La première phase de ces audiences consacrées aux avocats de parties civiles bouleverse toujours, même après huit mois de procès. En quelques mots, les robes noires défilent au pupitre nous conter la vie d’Hugo, celle de Fanny, de Baptiste, de Thomas, de Justine, d’Emmanuel et de tant d’autres encore. Parfois, un poème est lu, un poème que l’on trouvait assez juste pour parler de l’être fauché qui a été tant aimé.

La deuxième phase en revanche, celle que l’on pourrait nommer « plaidoiries à thème » laisse plus pantois. Il n’est évidemment pas aisé de développer des sujets tels que « la musique » ou « l’amour » en quelques minutes, mais certains propos laissent plus songer à une copie de philosophie où l’on multiplie les citations qu’autre chose.

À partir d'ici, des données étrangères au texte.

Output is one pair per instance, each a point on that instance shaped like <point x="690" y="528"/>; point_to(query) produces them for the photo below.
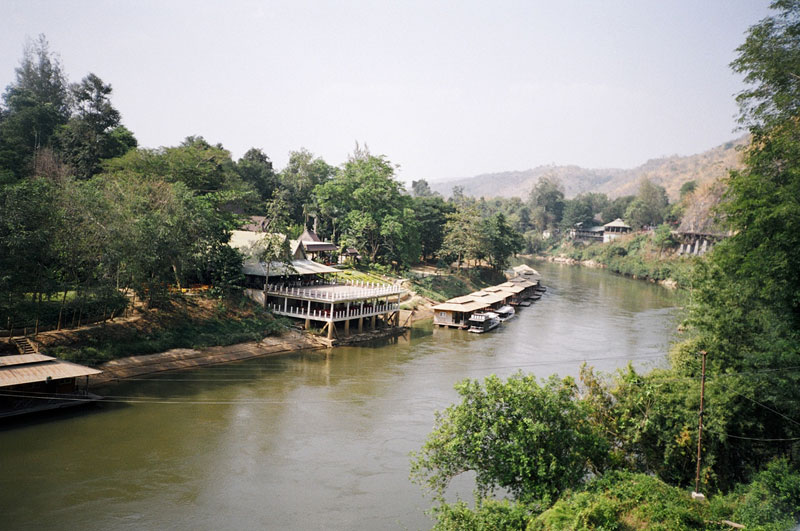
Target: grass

Pour autant, la plupart des plaidoiries oscillent entre hommages et matière à penser. Maître Bénédicte Lévy qui plaide sur « La mémoire » citera notamment les différents projets mémoriels qui ont vu le jour après le 13 novembre 2015 : associations, concerts, lieux rebaptisés… Plus que la mémoire usuelle, Me Lévy parlera aussi de « corps mémoires », comme ceux d’Hervé et Walid, touchés par des projectiles au Stade de France, qui se réveillent chaque matin en voulant aller de l’avant, mais qui sont aussitôt freinés par ce que leur rappellent leurs corps.

Viendra ensuite Maître Stéphane Maugendre qui, par sa voix grave, réveillera une salle d’audience qui sombre légèrement. Il craint à juste titre que par leur nombre, les victimes et parties civiles du procès aient perdu leur individualité. Lui aussi s’attellera à glisser des histoires personnelles dans une plaidoirie universelle sur « la liberté de créer ». Goguenard, il arrachera un sourire à tout le monde en appelant le président « Loulou », en référence à Babou, l’une des parties civiles du procès qui a échappé aux gardiens de la révolution en Iran et à Daesh, ici en France, qui réalise des comptes rendus d’audience en dessin. Un sourire bienvenu qui remplace les soupirs entendus sur presque tous les bancs.